At the conclusion of the trial, Fitzgerald noted that Libby met with NY Times reporter Judith Miller at the behest of Dick Cheney. Cheney's involvement in the incident was obscured by Libby's perjury. So what did Fitzgerald do? He did what any sensible prosecutor would do -- and as Bush himself reportedly said, Fitzgerald is a first-rate prosecutor -- he went after the small fry, so that the small fry would in turn provide the evidence for an investigation of the bigger fish, Cheney.
Cheney's invovlement in the effort remains speculation in part, of course, although Libby indicated that he his meeting with reporters to out Valerie Plame may have received the personal sanction of Cheney.

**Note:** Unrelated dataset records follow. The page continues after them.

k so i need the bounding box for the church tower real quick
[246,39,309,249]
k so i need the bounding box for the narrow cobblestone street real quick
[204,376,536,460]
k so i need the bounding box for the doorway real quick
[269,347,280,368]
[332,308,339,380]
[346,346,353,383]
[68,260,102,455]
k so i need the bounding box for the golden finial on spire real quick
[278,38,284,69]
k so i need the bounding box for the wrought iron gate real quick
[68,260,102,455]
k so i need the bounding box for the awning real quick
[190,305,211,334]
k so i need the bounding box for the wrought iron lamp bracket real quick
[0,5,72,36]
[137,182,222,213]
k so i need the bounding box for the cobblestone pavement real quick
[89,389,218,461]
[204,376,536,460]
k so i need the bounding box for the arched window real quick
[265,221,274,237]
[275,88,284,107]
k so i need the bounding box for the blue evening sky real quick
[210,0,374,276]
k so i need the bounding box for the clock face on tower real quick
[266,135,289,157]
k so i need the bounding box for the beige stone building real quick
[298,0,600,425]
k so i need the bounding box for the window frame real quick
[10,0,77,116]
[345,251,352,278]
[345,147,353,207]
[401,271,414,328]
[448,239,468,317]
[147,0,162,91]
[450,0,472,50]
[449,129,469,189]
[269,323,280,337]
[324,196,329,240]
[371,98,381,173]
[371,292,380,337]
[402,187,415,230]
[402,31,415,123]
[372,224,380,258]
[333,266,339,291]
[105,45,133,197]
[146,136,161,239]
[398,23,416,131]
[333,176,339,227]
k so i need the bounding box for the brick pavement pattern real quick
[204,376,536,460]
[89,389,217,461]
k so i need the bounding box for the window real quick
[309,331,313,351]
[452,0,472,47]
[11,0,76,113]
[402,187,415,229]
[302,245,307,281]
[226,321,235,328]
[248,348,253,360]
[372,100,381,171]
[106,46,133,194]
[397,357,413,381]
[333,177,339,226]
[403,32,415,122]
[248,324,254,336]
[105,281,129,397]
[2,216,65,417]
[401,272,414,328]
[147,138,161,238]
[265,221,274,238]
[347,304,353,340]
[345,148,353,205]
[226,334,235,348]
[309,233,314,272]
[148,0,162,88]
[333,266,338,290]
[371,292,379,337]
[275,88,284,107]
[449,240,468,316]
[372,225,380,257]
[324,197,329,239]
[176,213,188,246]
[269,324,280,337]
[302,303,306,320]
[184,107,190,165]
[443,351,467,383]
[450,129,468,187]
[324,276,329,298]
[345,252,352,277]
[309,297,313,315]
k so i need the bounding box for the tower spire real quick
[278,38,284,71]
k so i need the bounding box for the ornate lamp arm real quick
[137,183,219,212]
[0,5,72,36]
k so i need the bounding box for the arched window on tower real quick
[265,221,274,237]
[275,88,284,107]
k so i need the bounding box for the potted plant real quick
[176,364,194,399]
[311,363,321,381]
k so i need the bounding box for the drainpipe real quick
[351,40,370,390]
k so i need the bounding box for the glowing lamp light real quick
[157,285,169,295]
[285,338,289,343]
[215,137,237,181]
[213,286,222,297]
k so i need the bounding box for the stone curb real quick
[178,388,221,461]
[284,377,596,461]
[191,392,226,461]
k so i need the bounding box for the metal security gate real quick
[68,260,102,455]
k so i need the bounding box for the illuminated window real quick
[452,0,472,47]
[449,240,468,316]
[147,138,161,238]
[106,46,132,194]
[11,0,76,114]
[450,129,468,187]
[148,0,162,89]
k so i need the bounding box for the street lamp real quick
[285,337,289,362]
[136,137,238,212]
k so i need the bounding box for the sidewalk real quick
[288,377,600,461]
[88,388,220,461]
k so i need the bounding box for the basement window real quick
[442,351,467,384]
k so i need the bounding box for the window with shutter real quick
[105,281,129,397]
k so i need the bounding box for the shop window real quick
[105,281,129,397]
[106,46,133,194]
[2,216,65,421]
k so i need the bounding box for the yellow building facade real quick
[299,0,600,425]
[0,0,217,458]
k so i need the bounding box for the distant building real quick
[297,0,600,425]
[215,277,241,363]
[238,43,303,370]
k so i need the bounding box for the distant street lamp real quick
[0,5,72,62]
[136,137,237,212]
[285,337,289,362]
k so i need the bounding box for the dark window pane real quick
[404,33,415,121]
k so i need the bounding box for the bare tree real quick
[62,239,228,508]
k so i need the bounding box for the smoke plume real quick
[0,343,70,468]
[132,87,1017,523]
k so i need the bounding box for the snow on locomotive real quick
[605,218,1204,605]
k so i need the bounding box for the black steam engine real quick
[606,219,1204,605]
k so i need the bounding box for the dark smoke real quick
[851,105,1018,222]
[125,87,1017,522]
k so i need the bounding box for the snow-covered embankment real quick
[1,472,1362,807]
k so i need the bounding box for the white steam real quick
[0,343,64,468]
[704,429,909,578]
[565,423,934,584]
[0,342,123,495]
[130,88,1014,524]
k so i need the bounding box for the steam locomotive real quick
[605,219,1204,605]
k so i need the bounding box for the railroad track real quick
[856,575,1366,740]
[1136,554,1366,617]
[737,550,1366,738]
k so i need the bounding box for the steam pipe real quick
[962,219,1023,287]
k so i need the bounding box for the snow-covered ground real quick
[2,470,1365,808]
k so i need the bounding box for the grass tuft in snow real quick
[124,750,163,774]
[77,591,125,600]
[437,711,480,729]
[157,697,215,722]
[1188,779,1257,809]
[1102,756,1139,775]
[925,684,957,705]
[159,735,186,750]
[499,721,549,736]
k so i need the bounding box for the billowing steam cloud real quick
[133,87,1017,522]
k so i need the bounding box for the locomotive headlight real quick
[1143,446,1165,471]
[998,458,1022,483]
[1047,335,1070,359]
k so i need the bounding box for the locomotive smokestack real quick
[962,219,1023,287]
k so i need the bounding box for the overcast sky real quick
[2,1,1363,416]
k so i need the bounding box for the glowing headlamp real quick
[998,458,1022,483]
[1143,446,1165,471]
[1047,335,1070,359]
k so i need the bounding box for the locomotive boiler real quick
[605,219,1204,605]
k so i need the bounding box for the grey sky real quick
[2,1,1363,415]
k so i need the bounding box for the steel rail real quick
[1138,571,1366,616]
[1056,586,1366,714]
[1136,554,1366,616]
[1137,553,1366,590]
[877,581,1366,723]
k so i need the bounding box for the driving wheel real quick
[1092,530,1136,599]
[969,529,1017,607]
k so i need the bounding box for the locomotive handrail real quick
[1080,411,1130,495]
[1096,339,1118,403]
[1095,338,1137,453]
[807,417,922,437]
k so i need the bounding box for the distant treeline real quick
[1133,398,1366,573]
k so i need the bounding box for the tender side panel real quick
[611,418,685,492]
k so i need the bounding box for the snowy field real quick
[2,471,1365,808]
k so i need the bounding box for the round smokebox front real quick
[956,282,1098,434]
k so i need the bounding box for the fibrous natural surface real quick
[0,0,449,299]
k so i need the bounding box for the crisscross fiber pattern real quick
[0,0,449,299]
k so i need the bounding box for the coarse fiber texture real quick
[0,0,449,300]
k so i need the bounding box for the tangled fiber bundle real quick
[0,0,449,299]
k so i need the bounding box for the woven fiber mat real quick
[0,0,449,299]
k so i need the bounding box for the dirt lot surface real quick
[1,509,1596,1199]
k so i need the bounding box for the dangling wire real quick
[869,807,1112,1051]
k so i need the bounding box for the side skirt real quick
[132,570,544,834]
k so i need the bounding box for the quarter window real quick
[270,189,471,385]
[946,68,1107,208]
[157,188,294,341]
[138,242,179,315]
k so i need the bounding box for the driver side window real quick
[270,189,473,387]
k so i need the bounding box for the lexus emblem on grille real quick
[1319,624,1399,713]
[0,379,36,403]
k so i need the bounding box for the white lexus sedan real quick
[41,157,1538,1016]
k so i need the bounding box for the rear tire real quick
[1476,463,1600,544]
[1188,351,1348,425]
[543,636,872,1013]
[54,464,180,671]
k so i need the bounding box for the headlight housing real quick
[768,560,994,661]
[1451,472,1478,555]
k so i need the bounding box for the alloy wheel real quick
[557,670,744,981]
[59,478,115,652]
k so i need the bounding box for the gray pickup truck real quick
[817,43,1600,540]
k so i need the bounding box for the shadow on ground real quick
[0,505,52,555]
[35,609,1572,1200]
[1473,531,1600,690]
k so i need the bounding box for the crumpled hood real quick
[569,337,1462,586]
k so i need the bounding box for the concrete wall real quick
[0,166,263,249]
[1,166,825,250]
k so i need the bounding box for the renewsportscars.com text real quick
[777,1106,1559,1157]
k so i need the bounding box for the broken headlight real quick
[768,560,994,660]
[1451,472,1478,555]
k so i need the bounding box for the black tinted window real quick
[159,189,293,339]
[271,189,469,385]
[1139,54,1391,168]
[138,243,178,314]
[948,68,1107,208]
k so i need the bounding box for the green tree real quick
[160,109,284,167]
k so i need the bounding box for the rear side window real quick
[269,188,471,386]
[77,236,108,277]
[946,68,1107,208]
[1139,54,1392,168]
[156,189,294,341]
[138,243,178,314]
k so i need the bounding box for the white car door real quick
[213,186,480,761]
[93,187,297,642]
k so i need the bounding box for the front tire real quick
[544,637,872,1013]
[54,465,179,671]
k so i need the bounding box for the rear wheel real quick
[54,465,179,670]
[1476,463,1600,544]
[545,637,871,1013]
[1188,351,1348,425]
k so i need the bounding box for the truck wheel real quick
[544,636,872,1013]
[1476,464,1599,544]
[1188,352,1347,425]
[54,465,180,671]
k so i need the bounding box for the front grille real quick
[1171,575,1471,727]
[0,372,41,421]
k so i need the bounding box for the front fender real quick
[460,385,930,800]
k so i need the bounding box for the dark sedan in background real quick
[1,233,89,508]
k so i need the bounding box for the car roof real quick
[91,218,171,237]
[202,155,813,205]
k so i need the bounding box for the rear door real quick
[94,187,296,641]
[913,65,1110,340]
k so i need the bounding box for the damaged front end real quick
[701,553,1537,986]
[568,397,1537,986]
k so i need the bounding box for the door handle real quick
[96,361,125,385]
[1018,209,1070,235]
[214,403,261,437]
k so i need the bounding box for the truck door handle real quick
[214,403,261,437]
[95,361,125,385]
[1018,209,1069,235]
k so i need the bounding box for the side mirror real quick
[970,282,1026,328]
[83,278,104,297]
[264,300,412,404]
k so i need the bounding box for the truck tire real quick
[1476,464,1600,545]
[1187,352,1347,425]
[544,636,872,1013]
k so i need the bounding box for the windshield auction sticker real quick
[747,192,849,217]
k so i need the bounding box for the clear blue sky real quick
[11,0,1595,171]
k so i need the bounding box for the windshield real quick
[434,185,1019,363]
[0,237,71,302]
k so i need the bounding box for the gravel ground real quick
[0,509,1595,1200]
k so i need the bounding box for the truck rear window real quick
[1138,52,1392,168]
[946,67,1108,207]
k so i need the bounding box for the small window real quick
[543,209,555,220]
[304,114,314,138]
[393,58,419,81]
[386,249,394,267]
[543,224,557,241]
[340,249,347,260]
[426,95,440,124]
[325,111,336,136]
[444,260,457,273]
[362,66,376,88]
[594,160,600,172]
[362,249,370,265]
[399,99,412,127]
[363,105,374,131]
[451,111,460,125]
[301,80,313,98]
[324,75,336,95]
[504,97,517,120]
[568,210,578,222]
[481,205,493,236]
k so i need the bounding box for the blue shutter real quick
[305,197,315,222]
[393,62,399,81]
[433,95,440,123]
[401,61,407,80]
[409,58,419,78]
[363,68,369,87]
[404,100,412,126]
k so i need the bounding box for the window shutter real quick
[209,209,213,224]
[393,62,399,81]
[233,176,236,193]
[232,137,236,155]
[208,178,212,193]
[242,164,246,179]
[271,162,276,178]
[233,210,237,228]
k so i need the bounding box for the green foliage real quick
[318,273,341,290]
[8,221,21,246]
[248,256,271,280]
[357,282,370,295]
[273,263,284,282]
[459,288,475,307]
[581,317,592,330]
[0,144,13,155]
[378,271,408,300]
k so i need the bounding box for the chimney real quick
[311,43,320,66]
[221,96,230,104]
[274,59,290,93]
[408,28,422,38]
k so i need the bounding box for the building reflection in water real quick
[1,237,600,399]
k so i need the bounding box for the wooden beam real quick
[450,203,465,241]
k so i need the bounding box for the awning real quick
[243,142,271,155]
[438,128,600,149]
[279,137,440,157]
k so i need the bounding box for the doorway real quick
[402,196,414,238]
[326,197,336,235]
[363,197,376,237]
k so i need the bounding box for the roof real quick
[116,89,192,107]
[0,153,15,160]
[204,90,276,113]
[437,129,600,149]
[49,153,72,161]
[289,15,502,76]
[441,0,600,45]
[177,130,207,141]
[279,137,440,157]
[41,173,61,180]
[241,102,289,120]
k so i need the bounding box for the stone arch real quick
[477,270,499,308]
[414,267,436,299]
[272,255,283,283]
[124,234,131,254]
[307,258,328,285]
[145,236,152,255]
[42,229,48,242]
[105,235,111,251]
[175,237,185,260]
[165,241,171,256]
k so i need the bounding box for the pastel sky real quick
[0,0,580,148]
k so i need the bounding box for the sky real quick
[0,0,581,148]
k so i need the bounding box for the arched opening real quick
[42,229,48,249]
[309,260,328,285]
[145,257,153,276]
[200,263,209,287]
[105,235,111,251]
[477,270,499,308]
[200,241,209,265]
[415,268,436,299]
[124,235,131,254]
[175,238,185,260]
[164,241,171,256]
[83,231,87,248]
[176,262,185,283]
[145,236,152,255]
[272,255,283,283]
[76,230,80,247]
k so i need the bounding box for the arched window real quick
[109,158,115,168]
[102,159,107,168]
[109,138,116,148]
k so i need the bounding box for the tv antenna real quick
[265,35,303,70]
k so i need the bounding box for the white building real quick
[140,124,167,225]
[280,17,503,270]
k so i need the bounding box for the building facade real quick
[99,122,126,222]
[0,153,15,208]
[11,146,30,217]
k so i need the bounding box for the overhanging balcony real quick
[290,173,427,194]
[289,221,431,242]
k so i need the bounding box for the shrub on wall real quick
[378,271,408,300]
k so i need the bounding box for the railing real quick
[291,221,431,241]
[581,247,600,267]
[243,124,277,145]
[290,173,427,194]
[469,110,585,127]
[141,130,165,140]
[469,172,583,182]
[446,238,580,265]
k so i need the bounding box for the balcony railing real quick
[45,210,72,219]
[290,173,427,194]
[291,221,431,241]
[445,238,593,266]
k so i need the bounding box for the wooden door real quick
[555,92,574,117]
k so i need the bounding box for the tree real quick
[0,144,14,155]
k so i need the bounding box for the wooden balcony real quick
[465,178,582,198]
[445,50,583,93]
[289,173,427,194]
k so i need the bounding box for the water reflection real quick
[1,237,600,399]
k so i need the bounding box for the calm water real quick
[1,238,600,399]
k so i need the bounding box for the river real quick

And Cheney had some reason to out Plame, since her husband had written an op-ed piece in the NYT that discredited the administration's claim that Saddam Hussein had been trying to buy yellowcake from Nigeria, a claim that the administration had been using to justify the war in Iraq, a war that Cheney had been pushing from the get-go.
So it makes sense, if Fitzgerald has reason to suspect Cheney is behind the outting, to get Libby on a smaller charge, in order to get information on Cheney. And it makes sense in turn for Bush to commute Libby's sentence (if not ultimately to pardon it) in exchange for Libby's continued silence.
Even if no law technically was broken in outting Plame as a formerly undercover intelligence agent, as opposed to an active one, it was still a stupid thing to do. First, it ends her effectiveness for any future operations; secondly, it exposes other agents she worked with, the place she worked, and the techniques used to greater scrutiny, and limits their effectiveness; and thirdly, it's just plain petty and should be beneath the office of the vice president.
For balance' sake, a friend of mine refers me to the American Spectator, which has a mouthful to say on the subject, from a conservative viewpoint. For my part, I always taught my students that if they couldn't make an argument without personal attacks and juvenile behavior, then they didn't have one. I think that's a standard we need to enforce more vigorously in the public sphere as well.
Given the ad hominen attacks -- like "publicity-mad demoness Valerie Plame" and "full on publicity hound Mr. Fitzgerald" -- this article has no bearing on intelligent and reasoned discussion. Comments from "The American Spectator" are hereby stricken from the record.